Seperti itulah gambaran indah buku itu. Tiba-tiba akujatuh cinta dadakan kepada buku itu. tanpa berfikir yang aneh aneh lagi tidak jelas hanya membuang waktu akhirnya aku nekat mmebeli buku itu dengan harga Rp.210.000. Aku mulai mengeluarkan uang sejumlah harga beli itu untuk aku ambil alih kepemilikan kepada si penjual. Awalnya aku tidak begitu yakin kalau itu adalah uang terakhir aku di dompet. Ternyata setelah ku coba raba kembali dompet ku itu dengan degupan jantung yang keras serta di hantui rasa was-was aku langsung menyentuhnya disertai bacaan basmallah dan sholawat tiga kali. Dan ternyata uang aku memang sudah habis di dompet. Itu adalah uang terakhirku yang aku berikan kepada si kasir periplus tadi. Dan satu-satunya sisa uangku itu adalah uang kembalian dari buku yang aku beli. Sembilan puluh ribu, iya itulah sisa uangku yang rencananya akan aku gunakan untuk taksi dari Pakuwon ke pelabuhan.
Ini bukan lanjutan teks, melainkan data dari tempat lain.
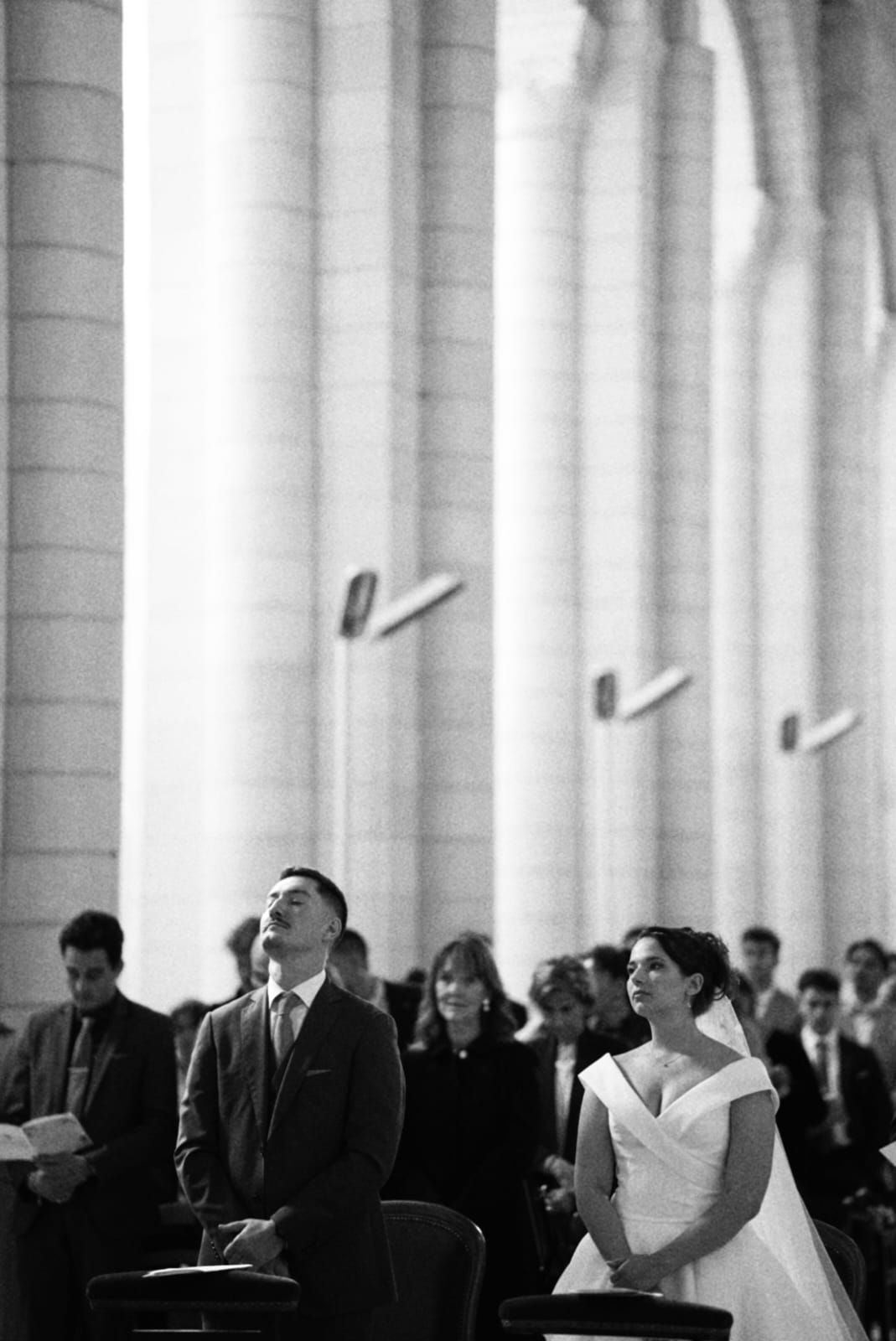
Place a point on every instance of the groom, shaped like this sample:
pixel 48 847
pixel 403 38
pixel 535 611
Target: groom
pixel 292 1120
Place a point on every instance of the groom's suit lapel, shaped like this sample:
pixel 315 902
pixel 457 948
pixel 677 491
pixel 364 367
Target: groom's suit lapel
pixel 254 1033
pixel 317 1025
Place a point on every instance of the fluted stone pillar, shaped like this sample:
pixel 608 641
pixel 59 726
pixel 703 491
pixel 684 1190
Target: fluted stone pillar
pixel 853 871
pixel 456 464
pixel 164 652
pixel 884 695
pixel 261 525
pixel 65 545
pixel 684 246
pixel 368 349
pixel 737 797
pixel 540 677
pixel 619 509
pixel 781 366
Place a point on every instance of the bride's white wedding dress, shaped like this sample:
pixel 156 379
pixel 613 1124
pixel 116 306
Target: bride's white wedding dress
pixel 773 1276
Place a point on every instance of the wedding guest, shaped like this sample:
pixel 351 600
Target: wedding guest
pixel 759 954
pixel 111 1063
pixel 867 1014
pixel 561 992
pixel 614 1012
pixel 471 1119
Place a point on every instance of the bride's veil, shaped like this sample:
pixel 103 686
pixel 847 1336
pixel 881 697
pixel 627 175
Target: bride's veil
pixel 784 1222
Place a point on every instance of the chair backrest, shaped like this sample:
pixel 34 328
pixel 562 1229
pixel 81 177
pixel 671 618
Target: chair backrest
pixel 614 1313
pixel 438 1257
pixel 848 1261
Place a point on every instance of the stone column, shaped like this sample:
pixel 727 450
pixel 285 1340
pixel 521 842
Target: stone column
pixel 368 348
pixel 884 433
pixel 540 677
pixel 262 484
pixel 684 245
pixel 853 871
pixel 456 683
pixel 786 574
pixel 65 545
pixel 619 507
pixel 165 577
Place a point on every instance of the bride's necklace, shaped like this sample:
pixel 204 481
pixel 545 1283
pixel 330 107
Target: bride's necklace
pixel 670 1061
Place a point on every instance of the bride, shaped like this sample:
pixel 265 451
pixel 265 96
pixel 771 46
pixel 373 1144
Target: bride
pixel 681 1179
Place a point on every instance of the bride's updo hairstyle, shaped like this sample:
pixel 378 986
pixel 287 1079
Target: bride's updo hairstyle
pixel 697 952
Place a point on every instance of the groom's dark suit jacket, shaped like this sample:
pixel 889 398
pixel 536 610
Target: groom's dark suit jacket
pixel 313 1157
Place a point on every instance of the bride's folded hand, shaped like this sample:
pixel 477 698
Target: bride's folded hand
pixel 639 1271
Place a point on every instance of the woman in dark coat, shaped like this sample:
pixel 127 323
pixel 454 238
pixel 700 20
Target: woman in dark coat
pixel 471 1117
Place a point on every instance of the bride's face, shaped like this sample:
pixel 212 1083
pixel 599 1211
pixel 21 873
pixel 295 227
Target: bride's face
pixel 656 985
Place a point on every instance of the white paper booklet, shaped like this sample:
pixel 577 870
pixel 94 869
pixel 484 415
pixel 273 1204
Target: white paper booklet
pixel 201 1271
pixel 60 1133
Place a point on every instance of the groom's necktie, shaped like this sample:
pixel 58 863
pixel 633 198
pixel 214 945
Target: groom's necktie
pixel 822 1066
pixel 82 1057
pixel 282 1030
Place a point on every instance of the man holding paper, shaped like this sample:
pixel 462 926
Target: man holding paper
pixel 109 1064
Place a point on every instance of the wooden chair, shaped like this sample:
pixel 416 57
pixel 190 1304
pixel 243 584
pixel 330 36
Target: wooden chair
pixel 848 1260
pixel 614 1313
pixel 266 1304
pixel 439 1258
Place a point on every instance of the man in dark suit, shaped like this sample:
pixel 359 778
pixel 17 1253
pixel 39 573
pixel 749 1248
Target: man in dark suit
pixel 352 962
pixel 292 1117
pixel 842 1151
pixel 111 1063
pixel 775 1010
pixel 561 992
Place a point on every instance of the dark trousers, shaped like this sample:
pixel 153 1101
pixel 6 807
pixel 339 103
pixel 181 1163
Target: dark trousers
pixel 341 1327
pixel 57 1256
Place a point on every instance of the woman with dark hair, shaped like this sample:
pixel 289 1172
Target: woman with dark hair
pixel 679 1178
pixel 563 996
pixel 471 1115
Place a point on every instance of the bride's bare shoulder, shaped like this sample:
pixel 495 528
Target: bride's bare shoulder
pixel 719 1054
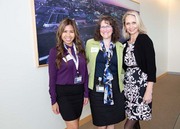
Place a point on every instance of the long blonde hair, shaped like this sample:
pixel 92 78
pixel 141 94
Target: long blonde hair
pixel 141 27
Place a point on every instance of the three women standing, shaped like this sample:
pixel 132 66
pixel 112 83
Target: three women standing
pixel 140 70
pixel 104 55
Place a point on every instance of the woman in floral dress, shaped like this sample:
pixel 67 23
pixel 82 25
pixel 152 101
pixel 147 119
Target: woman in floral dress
pixel 140 70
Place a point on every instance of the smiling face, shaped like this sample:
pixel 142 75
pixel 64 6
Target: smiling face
pixel 68 35
pixel 106 30
pixel 131 25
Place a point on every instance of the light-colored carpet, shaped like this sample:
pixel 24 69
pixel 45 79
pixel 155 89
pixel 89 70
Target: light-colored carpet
pixel 166 106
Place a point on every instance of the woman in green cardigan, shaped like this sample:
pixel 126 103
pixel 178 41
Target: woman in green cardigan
pixel 104 55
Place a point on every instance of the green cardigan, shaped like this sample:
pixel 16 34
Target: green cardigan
pixel 92 49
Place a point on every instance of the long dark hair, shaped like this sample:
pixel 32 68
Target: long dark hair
pixel 60 47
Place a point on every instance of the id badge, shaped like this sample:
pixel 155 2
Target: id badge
pixel 78 79
pixel 100 88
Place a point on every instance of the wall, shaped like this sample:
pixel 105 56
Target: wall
pixel 155 16
pixel 173 35
pixel 24 99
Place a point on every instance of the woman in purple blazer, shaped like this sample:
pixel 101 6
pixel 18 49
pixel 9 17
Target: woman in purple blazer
pixel 68 77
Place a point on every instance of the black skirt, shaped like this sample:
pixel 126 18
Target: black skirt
pixel 70 100
pixel 103 115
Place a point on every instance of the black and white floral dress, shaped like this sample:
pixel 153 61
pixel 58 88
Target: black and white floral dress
pixel 134 88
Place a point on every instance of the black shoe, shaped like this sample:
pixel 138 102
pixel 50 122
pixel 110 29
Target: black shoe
pixel 137 125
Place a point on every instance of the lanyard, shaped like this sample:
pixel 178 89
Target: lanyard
pixel 76 61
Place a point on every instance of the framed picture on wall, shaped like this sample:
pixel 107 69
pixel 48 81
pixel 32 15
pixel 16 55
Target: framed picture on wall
pixel 47 15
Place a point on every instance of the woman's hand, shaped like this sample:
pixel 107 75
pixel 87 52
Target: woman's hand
pixel 55 108
pixel 148 94
pixel 85 101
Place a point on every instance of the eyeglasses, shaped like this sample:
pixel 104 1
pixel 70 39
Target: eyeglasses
pixel 105 27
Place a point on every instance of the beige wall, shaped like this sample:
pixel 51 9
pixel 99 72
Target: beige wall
pixel 174 36
pixel 155 16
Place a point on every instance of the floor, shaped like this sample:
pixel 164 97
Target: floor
pixel 166 105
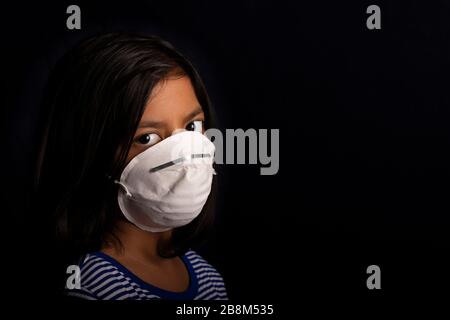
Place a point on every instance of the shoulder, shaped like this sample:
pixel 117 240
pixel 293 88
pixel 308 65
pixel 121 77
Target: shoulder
pixel 102 279
pixel 210 282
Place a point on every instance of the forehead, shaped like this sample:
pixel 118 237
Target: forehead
pixel 171 97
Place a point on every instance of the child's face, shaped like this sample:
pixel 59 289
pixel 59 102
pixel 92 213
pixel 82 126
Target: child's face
pixel 172 106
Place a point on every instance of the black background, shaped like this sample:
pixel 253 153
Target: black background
pixel 364 136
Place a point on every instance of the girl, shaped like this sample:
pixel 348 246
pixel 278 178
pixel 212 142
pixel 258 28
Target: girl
pixel 126 170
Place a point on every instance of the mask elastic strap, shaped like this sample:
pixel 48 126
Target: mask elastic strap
pixel 124 187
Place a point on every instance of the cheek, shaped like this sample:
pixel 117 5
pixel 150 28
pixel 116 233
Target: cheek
pixel 133 152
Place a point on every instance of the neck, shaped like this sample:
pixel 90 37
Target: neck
pixel 137 243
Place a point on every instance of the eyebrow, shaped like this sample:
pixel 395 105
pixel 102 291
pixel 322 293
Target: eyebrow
pixel 159 124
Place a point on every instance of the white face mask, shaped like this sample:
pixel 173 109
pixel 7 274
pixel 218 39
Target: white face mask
pixel 167 185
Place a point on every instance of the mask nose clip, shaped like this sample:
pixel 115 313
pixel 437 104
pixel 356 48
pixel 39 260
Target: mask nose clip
pixel 124 188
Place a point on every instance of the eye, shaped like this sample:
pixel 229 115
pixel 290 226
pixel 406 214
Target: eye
pixel 195 126
pixel 148 139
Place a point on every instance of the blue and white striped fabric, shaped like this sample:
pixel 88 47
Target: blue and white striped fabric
pixel 104 278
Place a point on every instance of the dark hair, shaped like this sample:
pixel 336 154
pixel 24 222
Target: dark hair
pixel 95 98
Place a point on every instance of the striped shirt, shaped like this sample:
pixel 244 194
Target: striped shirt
pixel 104 278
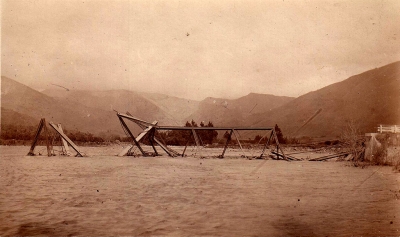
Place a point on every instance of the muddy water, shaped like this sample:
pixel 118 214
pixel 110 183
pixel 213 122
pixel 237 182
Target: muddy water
pixel 108 195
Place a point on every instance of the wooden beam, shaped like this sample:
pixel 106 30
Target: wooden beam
pixel 240 145
pixel 226 144
pixel 36 138
pixel 131 135
pixel 71 143
pixel 64 142
pixel 266 145
pixel 278 147
pixel 42 126
pixel 125 150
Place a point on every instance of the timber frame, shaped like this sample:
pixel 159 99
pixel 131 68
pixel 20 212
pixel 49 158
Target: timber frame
pixel 64 138
pixel 150 130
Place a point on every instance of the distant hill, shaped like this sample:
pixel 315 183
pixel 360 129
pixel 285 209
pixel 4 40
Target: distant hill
pixel 368 99
pixel 20 101
pixel 225 112
pixel 119 100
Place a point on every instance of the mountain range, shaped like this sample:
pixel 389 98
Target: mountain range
pixel 366 99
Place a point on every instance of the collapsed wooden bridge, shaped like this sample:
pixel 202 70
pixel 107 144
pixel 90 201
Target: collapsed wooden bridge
pixel 49 145
pixel 150 132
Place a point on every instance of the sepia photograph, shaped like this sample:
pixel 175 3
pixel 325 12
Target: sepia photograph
pixel 200 118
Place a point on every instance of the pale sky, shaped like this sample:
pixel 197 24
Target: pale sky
pixel 196 49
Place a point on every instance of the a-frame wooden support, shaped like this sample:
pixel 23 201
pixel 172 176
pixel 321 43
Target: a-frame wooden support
pixel 42 125
pixel 64 139
pixel 226 144
pixel 64 142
Saat itu aku hanya pasrah kepada Allah swt. Aku tidak tau apa yang akan terjadi nanti. Yang pasti Allah sudah sangat baik kepadaku selama hari ini penuh. Telah memberikan secangkir cerita indah di kota Surabaya ini.






           



[1] Nyah adalah tante dan terkadang itu juga bisa di gunakan untuk menmanggil teman dekat kita dengan panggilan tersebut. Dengann kata lain itu adalah panggilan kesayang terhadap seorang teman.
[2] Hobi berfoto dan mengabadikan di setiap moment yang kami lakukan.
[3] Mbak Sofi, saya sudah siap berangkat
[4] Baiklah, hayo berangkat
[5] Dia adalah lelaki satu-satunya yang aku cintai saat ini.